Martin, re :: - I strongly disagree, semantically I find :: much cleaner than imports because you know exactly which function you call at all times and you don't pollute you package unnecessarily. It is unfortunate that the construct is inefficient in R, but that's an implementation problem, it shouldn't be because in fact it's immediately clear which symbol is meant. I believe the compiler should be able to fix that so in principle it shouldn't make a difference performance wise.

Cheers,
Simon
#
Really, we have three levels of behavior related to dispatch: not loaded, loaded and attached. The loaded state is the most fragile - it does change some behavior (like the one below) but not others (when the package defines a new version of a generic).
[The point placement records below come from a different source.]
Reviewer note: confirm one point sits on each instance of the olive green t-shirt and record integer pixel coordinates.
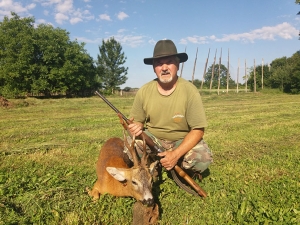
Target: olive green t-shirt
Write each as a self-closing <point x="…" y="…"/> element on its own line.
<point x="169" y="117"/>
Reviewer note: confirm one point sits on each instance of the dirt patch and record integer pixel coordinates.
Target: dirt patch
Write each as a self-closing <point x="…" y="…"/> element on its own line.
<point x="5" y="103"/>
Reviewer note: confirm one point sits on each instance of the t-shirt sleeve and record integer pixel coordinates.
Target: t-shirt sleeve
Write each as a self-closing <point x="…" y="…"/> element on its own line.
<point x="195" y="112"/>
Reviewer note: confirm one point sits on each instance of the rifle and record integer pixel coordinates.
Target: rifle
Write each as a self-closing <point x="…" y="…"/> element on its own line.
<point x="154" y="147"/>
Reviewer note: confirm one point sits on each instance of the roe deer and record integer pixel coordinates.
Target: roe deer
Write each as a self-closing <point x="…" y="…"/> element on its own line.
<point x="117" y="177"/>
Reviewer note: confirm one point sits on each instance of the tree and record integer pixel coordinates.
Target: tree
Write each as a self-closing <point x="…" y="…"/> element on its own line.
<point x="223" y="77"/>
<point x="63" y="65"/>
<point x="16" y="55"/>
<point x="42" y="60"/>
<point x="109" y="65"/>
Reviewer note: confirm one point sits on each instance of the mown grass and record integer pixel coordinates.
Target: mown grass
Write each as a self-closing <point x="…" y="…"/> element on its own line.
<point x="48" y="150"/>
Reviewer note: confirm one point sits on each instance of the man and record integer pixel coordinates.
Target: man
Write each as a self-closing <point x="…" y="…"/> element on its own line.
<point x="169" y="109"/>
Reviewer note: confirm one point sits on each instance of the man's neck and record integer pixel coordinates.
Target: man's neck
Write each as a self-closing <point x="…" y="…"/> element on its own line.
<point x="167" y="88"/>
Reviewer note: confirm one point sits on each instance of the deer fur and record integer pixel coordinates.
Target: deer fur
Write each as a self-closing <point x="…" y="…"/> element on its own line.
<point x="118" y="177"/>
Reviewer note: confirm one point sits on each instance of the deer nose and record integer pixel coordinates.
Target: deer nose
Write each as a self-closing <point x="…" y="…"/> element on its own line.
<point x="149" y="201"/>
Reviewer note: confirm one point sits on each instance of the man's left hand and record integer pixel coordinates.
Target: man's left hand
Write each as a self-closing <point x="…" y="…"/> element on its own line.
<point x="169" y="159"/>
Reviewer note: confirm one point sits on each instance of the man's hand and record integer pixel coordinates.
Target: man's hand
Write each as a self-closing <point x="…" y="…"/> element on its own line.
<point x="135" y="128"/>
<point x="169" y="159"/>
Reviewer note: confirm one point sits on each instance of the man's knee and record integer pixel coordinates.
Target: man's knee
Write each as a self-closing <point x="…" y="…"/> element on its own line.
<point x="198" y="158"/>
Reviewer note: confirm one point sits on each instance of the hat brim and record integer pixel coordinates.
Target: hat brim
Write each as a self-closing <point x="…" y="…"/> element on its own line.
<point x="183" y="57"/>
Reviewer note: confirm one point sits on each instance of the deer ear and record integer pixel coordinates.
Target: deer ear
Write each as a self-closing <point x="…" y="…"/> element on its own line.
<point x="117" y="173"/>
<point x="152" y="167"/>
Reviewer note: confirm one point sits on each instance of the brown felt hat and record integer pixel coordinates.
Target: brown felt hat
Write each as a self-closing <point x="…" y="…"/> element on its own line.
<point x="165" y="48"/>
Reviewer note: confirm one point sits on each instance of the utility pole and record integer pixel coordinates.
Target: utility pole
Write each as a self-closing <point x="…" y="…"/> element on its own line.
<point x="204" y="72"/>
<point x="194" y="66"/>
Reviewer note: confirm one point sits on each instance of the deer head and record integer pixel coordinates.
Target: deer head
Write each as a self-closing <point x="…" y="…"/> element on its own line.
<point x="138" y="178"/>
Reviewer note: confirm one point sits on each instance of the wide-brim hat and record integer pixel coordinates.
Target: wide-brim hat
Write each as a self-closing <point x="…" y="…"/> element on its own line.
<point x="164" y="48"/>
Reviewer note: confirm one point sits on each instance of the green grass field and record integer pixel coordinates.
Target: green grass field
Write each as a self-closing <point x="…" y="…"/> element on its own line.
<point x="48" y="151"/>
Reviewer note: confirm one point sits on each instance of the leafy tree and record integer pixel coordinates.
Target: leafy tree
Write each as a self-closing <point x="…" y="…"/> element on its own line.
<point x="197" y="83"/>
<point x="16" y="55"/>
<point x="64" y="65"/>
<point x="42" y="60"/>
<point x="223" y="77"/>
<point x="109" y="65"/>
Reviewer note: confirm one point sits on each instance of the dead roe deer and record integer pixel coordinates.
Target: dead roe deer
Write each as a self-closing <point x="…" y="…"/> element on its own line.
<point x="118" y="177"/>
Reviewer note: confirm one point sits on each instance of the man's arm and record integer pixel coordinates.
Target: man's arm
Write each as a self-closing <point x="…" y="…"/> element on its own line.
<point x="170" y="158"/>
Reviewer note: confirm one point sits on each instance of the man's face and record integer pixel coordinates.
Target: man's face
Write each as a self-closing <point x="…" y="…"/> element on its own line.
<point x="166" y="68"/>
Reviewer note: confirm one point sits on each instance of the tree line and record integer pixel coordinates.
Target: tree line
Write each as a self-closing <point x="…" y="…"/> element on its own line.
<point x="44" y="61"/>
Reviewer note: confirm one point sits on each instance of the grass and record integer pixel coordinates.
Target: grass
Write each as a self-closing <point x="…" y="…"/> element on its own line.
<point x="48" y="151"/>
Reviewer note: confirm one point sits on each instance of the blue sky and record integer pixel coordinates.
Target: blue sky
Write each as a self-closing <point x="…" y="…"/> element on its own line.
<point x="260" y="30"/>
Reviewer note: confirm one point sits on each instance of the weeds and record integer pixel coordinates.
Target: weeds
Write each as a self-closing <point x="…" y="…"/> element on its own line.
<point x="48" y="151"/>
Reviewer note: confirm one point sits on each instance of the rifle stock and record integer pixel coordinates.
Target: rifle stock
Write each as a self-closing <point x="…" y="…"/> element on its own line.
<point x="155" y="148"/>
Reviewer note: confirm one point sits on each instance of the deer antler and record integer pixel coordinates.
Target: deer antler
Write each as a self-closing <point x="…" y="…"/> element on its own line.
<point x="131" y="149"/>
<point x="145" y="154"/>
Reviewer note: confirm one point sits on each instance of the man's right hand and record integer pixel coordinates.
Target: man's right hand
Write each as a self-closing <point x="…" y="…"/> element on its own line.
<point x="135" y="128"/>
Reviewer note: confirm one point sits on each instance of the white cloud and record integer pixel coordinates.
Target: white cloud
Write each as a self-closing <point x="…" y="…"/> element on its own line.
<point x="129" y="40"/>
<point x="283" y="30"/>
<point x="121" y="30"/>
<point x="122" y="16"/>
<point x="75" y="20"/>
<point x="7" y="6"/>
<point x="104" y="17"/>
<point x="64" y="10"/>
<point x="64" y="6"/>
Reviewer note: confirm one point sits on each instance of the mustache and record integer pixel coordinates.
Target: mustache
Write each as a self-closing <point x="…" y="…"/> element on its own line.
<point x="165" y="73"/>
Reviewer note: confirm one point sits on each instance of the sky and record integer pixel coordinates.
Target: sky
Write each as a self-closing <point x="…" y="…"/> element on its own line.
<point x="250" y="32"/>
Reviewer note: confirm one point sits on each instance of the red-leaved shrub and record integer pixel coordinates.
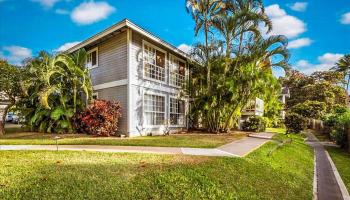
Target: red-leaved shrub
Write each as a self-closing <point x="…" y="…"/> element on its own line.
<point x="100" y="118"/>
So it is true that the dispatch is the most problematic, in some sense you'd want it to be local to the package code when the package is not attached, but that's not supported in R as it is now.
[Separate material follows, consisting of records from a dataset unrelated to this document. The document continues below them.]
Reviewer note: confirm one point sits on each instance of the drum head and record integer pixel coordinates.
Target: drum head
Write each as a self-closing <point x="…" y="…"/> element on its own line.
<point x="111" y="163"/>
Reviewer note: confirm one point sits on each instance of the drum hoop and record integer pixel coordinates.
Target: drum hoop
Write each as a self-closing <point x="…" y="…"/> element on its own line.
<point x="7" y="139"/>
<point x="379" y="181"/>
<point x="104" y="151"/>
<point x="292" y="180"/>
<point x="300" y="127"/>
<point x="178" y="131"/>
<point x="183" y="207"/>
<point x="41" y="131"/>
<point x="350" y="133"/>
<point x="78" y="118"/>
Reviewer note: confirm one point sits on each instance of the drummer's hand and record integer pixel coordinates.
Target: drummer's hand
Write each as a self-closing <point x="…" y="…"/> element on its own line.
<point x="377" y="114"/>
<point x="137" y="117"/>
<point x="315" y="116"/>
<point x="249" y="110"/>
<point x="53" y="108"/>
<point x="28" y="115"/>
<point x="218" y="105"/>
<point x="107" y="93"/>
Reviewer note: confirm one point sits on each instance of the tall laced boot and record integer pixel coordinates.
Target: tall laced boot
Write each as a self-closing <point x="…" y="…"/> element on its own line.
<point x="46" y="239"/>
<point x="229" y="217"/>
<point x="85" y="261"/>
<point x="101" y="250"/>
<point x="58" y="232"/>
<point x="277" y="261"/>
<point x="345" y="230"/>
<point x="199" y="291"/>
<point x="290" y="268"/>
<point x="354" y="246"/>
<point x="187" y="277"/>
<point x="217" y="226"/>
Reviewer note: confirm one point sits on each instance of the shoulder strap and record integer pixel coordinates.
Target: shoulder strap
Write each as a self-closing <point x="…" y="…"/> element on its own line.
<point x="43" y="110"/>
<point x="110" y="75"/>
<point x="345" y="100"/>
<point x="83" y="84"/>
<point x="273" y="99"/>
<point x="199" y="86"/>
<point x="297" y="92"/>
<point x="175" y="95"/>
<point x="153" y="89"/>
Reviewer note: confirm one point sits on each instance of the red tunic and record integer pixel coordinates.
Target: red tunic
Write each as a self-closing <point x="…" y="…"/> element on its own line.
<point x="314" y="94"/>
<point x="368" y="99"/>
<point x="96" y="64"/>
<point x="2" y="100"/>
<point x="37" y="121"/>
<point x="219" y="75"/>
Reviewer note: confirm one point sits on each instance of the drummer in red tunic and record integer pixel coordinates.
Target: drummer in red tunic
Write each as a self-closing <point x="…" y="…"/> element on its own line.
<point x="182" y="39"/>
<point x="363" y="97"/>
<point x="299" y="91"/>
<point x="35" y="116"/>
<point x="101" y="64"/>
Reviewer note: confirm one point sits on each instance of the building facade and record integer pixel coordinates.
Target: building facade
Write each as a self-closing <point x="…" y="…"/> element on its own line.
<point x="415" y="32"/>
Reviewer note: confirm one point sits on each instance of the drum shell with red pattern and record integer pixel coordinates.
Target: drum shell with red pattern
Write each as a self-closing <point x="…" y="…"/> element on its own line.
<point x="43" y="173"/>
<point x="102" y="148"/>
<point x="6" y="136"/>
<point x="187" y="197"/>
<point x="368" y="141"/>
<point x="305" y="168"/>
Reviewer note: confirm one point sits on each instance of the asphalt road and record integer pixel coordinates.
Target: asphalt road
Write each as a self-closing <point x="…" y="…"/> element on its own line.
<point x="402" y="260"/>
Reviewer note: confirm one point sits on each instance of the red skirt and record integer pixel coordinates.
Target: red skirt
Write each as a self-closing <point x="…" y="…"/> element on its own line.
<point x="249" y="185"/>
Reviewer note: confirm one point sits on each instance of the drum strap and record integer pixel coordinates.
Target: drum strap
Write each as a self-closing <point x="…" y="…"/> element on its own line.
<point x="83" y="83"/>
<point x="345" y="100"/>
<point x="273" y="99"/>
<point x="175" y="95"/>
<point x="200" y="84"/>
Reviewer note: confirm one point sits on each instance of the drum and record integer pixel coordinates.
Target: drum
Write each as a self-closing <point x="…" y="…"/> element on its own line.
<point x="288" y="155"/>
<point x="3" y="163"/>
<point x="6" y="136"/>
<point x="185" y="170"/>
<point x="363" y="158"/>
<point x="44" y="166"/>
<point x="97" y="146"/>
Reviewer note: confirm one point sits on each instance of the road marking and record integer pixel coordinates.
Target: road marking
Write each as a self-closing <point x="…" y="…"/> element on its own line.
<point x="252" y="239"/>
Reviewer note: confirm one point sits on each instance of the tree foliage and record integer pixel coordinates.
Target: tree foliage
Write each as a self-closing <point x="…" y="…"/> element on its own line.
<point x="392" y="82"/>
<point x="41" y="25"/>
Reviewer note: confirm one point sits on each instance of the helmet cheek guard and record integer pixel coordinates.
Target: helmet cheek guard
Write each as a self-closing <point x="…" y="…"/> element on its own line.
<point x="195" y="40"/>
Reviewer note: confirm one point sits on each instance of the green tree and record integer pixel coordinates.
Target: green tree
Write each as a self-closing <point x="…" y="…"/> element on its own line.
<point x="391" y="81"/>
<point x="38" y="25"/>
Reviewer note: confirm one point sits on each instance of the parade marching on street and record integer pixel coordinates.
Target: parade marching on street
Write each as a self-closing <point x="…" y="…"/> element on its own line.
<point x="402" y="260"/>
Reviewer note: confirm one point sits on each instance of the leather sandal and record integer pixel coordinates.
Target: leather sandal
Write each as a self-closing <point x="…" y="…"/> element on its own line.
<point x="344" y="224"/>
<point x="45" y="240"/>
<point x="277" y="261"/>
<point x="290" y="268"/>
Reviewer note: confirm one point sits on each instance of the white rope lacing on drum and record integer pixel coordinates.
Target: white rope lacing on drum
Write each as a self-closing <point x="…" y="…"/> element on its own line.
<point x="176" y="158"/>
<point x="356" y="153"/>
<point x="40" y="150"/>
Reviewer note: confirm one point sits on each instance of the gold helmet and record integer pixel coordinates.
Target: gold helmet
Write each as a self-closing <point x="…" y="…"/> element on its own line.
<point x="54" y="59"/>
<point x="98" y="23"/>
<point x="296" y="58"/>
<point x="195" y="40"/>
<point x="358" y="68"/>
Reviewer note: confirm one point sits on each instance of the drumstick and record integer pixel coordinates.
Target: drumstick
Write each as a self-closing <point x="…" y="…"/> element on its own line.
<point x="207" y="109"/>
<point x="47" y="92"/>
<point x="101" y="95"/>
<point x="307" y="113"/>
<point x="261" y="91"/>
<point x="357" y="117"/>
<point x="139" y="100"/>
Martin, re :: - I strongly disagree, semantically I find :: much cleaner than imports because you know exactly which function you call at all times and you don't pollute you package unnecessarily. It is unfortunate that the construct is inefficient in R, but that's an implementation problem, it shouldn't be because in fact it's immediately clear which symbol is meant. I believe the compiler should be able to fix that so in principle it shouldn't make a difference performance wise.

Cheers,
Simon
#
Lexically scoped methods work well (e.g. all methods in the base package)
but they are discouraged by a WARNING in R CMD check:

```
Found the following apparent S3 methods exported but not registered:
  as.character.formula
See section ?Registering S3 methods? in the ?Writing R Extensions?
manual.
```

I think that's too bad because they seem like a legitimate way of
providing encapsulated dispatch.

Lionel
#
If that is true and a good general guide, is it worth adding something to that effect to 1.5.2 of "Writing R extensions"?
At present, nothing in 1.5.2 requires or recommends that a package using S3method owns either class or generic.